Traducido para Rebelión por Salvador López Arnal
El 27 de agosto de 1975 el Boletín Oficial del Estado publicaba un Decreto Ley -el 10 / 1975- que abría con estas palabras:
«La larga paz de que viene disfrutando España no podía ser totalmente inmune a la plaga terrorista que padece el mundo. Por el contrario, ese mismo desarrollo pacífico y progresivo que ha caracterizado a la vida española durante cerca de cuarenta años ha concitado la irritación de las organizaciones, grupos o individuos que preconizan la violencia como instrumento de sus propósitos políticos o de sus impulsos antisociales. Y brotes de terrorismo inhumano han aparecido en los últimos tiempos con frecuencia y gravedad suficientes para exigir por parte del Gobierno y de la sociedad española una reacción enérgica.»
Apenas un mes después, el 27 de septiembre, el régimen que desplegaba esta retórica y que había nacido matando, agonizaba volviendo al punto de partida. Ese día fueron fusilados tres militantes del Frente Revolucionario Antifascista y Patriótico, organización armada vinculada al PCE (ml), y dos de ETA político-militar.
El recurso a la violencia había sido una opción táctica, explicable históricamente, por segmentos nada despreciables de la oposición al régimen. La larga duración del régimen dictatorial, su brutalidad y las frustraciones derivadas de la incapacidad de acabar con él a través de procesos de movilización ciudadana y popular suficientemente potentes llevó a algunos individuos y colectivos antifranquistas y revolucionarios a tomar las armas.
En realidad las condenas a muerte habían sido once y las seis que fueron conmutadas fueron presentadas por la prensa afín al régimen -es decir, poco o mucho, por casi toda ella- como una prueba de clemencia. En rigor, el sistema estaba en las postrimerías.

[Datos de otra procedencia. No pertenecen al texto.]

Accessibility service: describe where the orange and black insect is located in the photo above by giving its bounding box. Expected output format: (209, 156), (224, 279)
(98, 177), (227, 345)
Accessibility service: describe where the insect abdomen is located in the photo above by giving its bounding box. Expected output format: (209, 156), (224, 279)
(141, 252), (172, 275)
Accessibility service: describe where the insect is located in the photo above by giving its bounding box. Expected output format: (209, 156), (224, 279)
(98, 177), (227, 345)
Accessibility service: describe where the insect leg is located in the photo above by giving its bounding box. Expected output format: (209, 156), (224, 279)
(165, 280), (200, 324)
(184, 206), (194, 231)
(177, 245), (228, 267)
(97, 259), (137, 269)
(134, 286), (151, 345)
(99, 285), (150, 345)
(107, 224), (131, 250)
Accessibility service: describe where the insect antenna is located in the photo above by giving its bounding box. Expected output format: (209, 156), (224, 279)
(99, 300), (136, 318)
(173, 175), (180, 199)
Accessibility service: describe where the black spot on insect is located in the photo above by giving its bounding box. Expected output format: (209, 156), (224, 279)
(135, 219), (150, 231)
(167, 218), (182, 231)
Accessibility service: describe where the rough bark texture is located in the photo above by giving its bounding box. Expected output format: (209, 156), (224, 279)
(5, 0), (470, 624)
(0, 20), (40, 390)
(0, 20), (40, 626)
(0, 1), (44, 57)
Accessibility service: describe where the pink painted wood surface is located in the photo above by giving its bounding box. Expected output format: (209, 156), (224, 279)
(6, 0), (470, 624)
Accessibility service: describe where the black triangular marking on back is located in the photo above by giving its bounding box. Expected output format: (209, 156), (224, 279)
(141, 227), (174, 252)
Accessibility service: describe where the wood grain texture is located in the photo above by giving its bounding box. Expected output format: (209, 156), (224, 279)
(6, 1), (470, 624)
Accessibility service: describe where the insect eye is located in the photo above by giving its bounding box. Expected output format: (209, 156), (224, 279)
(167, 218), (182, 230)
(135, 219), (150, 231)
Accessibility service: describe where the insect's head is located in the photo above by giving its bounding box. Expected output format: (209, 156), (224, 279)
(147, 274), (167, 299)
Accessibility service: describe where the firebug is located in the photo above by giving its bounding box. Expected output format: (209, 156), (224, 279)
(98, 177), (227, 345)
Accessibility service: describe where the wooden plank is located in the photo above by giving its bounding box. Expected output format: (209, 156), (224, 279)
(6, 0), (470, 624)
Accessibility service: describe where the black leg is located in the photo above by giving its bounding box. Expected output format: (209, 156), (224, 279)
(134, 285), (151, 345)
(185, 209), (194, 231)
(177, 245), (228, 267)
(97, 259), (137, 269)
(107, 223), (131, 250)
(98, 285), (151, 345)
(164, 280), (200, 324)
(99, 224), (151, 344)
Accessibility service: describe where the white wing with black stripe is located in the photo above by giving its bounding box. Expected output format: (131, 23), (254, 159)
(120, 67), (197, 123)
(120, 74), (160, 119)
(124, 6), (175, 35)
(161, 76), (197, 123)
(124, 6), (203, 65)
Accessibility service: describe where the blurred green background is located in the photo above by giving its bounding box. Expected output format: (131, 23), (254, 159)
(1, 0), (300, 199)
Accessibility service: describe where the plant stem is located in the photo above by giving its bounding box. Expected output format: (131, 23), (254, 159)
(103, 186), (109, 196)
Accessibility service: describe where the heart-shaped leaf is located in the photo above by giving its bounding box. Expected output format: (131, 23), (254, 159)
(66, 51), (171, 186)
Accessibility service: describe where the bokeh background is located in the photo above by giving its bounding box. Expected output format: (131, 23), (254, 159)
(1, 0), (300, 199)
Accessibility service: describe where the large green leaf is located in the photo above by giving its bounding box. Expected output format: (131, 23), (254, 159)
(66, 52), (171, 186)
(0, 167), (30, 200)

La respuesta, en particular en un País Vasco sometido a un régimen de excepción, fue inmediata y contundente. La huelga general se impuso. En otros lugares del Estado el rechazo llevó a activar un nuevo ciclo de movilizaciones. La Iglesia, algunos de sus miembros habían intentado obtener el perdón, se distanció, un poco más, del tardofranquismo. En Europa se desató una ola de protestas. En la otra capital ibérica, Lisboa, recientemente liberada y en pleno momento, este sí, de perspectiva de transformación social radical, tuvieron lugar algunos de los episodios más recordados por su contundencia. El México que había acogido el exilio republicano llegó a pedir la expulsión de España de las Naciones Unidas.

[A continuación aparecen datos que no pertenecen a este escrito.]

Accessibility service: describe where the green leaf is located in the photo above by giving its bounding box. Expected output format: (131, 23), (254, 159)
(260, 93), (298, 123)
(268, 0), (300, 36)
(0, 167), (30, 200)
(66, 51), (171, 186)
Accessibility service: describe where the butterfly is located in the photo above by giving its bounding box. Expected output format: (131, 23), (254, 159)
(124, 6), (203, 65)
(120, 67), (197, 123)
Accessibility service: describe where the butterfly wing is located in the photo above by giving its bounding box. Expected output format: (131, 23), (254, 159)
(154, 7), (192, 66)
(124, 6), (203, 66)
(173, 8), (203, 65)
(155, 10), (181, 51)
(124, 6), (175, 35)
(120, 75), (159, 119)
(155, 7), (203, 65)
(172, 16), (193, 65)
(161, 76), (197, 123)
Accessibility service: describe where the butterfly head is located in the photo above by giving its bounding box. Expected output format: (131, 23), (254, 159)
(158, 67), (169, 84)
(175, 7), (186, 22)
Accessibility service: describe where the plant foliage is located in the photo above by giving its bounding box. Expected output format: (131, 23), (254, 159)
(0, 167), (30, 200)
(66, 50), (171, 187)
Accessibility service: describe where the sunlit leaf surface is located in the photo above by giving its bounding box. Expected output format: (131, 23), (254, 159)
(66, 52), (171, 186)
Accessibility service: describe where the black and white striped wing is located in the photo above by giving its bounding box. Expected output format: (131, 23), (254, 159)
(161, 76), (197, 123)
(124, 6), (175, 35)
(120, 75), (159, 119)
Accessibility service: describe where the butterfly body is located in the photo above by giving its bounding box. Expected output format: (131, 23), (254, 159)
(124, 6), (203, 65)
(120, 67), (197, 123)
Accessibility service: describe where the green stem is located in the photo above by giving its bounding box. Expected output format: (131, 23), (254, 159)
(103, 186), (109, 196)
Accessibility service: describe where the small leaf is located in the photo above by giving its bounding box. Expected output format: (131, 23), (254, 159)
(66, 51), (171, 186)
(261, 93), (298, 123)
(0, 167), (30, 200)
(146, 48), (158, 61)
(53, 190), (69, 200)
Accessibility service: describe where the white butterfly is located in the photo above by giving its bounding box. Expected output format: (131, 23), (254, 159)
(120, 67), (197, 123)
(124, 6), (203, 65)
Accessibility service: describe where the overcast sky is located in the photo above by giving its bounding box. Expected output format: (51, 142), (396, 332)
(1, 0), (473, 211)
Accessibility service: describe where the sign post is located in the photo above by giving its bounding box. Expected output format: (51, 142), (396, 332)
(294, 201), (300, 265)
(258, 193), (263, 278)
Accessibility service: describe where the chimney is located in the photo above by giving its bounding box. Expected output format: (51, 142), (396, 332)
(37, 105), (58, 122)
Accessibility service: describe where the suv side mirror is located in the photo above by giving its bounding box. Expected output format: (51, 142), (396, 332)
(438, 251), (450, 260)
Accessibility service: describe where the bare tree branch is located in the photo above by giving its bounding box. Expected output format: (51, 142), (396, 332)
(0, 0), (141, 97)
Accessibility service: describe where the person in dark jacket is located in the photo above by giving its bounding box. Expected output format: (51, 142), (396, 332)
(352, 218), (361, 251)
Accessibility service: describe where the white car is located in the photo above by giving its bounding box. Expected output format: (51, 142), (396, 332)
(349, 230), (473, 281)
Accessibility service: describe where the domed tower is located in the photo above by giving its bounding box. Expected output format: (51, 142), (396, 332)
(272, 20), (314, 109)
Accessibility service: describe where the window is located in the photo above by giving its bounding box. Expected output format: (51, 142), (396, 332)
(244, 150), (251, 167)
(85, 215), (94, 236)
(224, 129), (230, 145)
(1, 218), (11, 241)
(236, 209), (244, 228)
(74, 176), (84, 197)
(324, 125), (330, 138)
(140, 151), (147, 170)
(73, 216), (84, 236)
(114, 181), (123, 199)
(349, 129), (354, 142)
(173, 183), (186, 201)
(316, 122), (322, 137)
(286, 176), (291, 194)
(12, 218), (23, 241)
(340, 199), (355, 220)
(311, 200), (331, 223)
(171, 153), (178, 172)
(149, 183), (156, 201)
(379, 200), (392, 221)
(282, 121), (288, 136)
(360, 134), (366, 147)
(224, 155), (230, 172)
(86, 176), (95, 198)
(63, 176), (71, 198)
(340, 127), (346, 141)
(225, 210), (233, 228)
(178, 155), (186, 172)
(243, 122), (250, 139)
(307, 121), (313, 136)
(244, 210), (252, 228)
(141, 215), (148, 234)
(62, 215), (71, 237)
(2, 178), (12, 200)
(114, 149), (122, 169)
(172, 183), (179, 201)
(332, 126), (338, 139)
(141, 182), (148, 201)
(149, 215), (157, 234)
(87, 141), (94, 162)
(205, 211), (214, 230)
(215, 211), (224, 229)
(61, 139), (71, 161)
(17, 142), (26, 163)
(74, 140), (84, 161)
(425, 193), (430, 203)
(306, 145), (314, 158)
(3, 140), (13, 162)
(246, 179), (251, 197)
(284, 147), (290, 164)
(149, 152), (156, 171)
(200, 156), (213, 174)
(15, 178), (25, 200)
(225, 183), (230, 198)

Después de todo, y pocos meses más tarde, se entró en otra dinámica. Por el camino quedaron las vidas de José Humberto Baena, José Luis Sánchez Bravo, Ramón García Sanz, Juan Paredes Manot (Txiki) y Ángel Otaegui.
Hace ahora cuatro décadas, Txiki, con 21 años, fue fusilado en Barcelona. Apenas una semana después de haber sido sometido a un Consejo de Guerra sumarísimo. Yo entonces tenía 18 y estudiaba en Bellaterra [1]. Al lado, justo al lado.
Nota del editor:
Allí se encuentra ubicada la Universidad Autónoma de Barcelona. El autor es catedrático de Historia Contemporánea en la Universidad de Girona y uno de nuestros máximos expertos en la historia del republicanismo.